I have an issue where a noncentered hierarchical model suffers from lots of divergences while the centered version works just fine. This is counter to my expectations so I suspect I’m probably implementing the noncentered variables incorrectly. I create a dataset:


idist = scipy.stats.norm(loc=10, scale=2)

sdist = scipy.stats.norm(loc=10, scale=0.5)

noise = scipy.stats.norm(loc=0, scale=0.1)

nsamples = 4

intercepts = idist.rvs(nsamples)
slopes = sdist.rvs(nsamples)

point_min = 2
point_range = 10

npoints = [int(point_range * np.random.rand()) + point_min for _ in range(nsamples)]

density_min = 0.90
density_range = 0.20

densities = [np.sort(density_range * np.random.rand(n) + density_min) for n in npoints]
density_mean = np.mean(np.hstack(densities))
density_std = np.std(np.hstack(densities))

normdensities = [(d - density_mean)/density_std for d in densities]

moduli = [s * (d - 0.5 * density_range + density_min) + i + noise.rvs(d.size) for d, s, i in zip(densities,     slopes, intercepts)]
moduli_mean = np.mean(np.hstack(moduli))
moduli_std  = np.std(np.hstack(moduli))

normmoduli = [(m - moduli_mean)/moduli_std for m in moduli]

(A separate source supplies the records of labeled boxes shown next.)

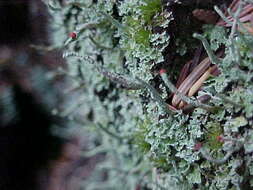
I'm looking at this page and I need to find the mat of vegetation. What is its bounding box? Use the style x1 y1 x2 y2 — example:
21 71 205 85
46 0 253 190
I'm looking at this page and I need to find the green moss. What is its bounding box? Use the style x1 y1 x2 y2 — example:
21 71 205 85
206 122 222 150
126 16 151 47
134 28 151 47
140 0 162 24
133 119 151 154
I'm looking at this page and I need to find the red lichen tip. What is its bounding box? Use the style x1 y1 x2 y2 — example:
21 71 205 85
216 135 224 143
69 32 77 39
159 69 166 75
194 143 202 151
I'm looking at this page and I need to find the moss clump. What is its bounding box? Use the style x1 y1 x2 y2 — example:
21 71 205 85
133 119 151 154
140 0 162 24
206 122 222 150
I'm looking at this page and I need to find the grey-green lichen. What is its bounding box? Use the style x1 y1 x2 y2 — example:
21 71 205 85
45 0 253 190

So I can specify my centered model as
with pymc3.Model() as noncentered_model:

    m = pymc3.Normal('m', mu=0, sd=1)

    b = pymc3.Normal('b', mu=0, sd=1)

    zb = pymc3.Normal('zb', mu=0, sd=1, shape=(nsamples,))

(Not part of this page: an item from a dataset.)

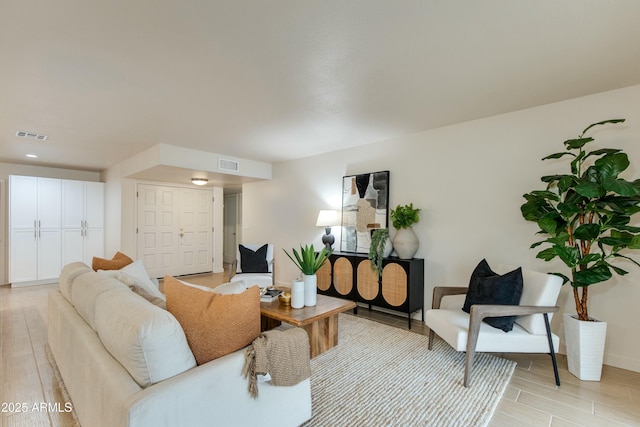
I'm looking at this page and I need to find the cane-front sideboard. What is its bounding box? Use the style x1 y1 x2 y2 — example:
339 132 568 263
317 252 424 328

    bi = pymc3.Deterministic('bi', b + zb)

    noise = pymc3.HalfNormal('noise', sd = 1)

_ynorm = [None for _ in range(nsamples)]

_y = [None for _ in range(nsamples)]

_l = [None for _ in range(nsamples)]

for i in range(nsamples):

    with noncentered_model:
        _ynorm[i] = pymc3.Deterministic(f'ynorm_{i+1}', m * normdensities[i]+ bi[i])
        _y[i] = pymc3.Deterministic(f'y_{i+1}', _ynorm[i] * moduli_std + moduli_mean)
        _l[i] = pymc3.Normal(f'l{i+1}', mu = _ynorm[i], sd=noise, observed = normmoduli[i])

This approach fails with MANY divergences. Specifying bi directly (bi = pymc3.Normal(‘bi’, mu=b, sd=1, shape=(nsamples,))) works great.

Does anyone see where I’m going wrong?

I don’t have the references at hand, but the noncentered parametrization is not universally better, if it were we’d use it everywhere and probably even have tried to have pymc3 use it under the hood even when not specified explicitly. Depending on the model and data you’ll have a funnel geometry and sampling problems when using the noncentered parametrization instead of when using the centered one. In these cases the centered one generally samples efficiently and without problem.

@OriolAbril Okay! From all that I had read I was under the impression that centered approaches were for chumps and that you always wanted to use centered distributions so this is really helpful. Thanks!

Michael Betancourt discusses the trade offs here. Interestingly, in this section Betancourt uses a heuristic criteria to assign parameters with fewer observations (< 25) a non-centered parameterization and the rest a centered parameterization. In his toy example, the mixed parameterization is better suited (i.e. shows no divergences) than the uniformly centered or non-centered parameterizations.

I’m still trying to wrap my head around it myself, but this is something I am trying to apply to my own problem at the moment.

1 Like

Thanks for that reference @Alex_K (and welcome to the forum!). I’ll go through that carefully.